The Journals of Helen M. Luke
We have come to the end of Epiphany and we can sense it. We do not want the star of grace to go too far away.
It will abide with us if we can keep the heart’s light of our prayer alive. The light of grace has touched our hearts and awakened long-buried treasures: our ideals, our hopes, our devotion. The magenta at the altar works right into our souls, reminding us of our true origins but more importantly of our destination as evolving human beings.
How do we hold our ideals in an “inner lantern” protected, yet steady, and go forth practicing a love which is selfless and perhaps brings no reward?
In the Gospel this morning we encounter Christ as He heals a woman who had been afflicted and unable to stand upright for eighteen years. (Luke 13:10-17) He has compassion for her, lays His hands on her and she is able to stand up straight. He is met by the rebuke of the Pharisees, by the “rules, (man-made) which state that He cannot “work” on the Sabbath.
In general, rules are made so that people do not have to think. We make rules so that we can all just stop at the stop sign and drive on the right side of the road so we don’t have to make it up as we go along. We don’t want to have to decide every time, what to do or what the form or process should be. This keeps everything going smoothly in certain areas. But what happens when the stoplight is broken? Interestingly, people get creative.
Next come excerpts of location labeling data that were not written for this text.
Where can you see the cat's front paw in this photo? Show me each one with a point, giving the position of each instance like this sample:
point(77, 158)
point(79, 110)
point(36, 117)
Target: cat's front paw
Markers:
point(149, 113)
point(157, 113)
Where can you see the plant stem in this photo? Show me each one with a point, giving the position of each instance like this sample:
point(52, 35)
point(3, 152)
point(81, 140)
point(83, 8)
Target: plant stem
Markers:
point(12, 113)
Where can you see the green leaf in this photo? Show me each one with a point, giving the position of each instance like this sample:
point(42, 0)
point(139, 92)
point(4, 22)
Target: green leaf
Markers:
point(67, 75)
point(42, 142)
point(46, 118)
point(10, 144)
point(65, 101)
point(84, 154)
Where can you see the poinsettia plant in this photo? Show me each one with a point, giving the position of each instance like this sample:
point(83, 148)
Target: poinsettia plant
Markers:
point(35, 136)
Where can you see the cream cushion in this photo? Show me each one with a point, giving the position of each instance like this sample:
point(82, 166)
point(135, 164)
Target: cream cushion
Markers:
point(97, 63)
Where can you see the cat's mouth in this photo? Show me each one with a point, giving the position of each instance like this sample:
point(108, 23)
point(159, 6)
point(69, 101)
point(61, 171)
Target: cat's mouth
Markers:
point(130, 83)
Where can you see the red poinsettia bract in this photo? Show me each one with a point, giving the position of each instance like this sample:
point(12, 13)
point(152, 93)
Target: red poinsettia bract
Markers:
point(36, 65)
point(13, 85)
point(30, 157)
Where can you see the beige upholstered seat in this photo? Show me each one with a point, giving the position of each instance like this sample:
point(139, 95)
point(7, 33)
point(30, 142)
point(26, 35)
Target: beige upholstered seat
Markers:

They wake up to the other cars at the intersection, wait for them, let them through, everybody takes turns! It becomes a beautiful “dance” although it takes a little longer. Could this apply elsewhere?
The Pharisees continue to persecute and condemn Jesus for “breaking the rules” on the Sabbath. He actually brings the woman into her full humanity by allowing her to stand upright. This may seem trivial to us: “Why can’t they just see that this is more important?” But we too have rigidity of thought. We too have rules that we follow blindly, without much consideration and we can easily fall into condemnation of those who do not follow the rules.
In “The Spirit of the Circling Stars” Adam Bittleston writes: “Wherever we are rigid in thought, we are liable to cruelty, however little intended; and the way to transmutation of thought is through a fire of sacrifice, which prepares us to accept radically different conceptions of the world, whatever their consequences for ourselves may be.”
We are called upon to be creative in solving the problems which we must begin to love. This might mean breaking some old forms in order to find new ones. We are called upon to understand more deeply the One whose presence is among us, ready to heal us on the Sabbath, to bring the one great rule of love into the center of our consciousness.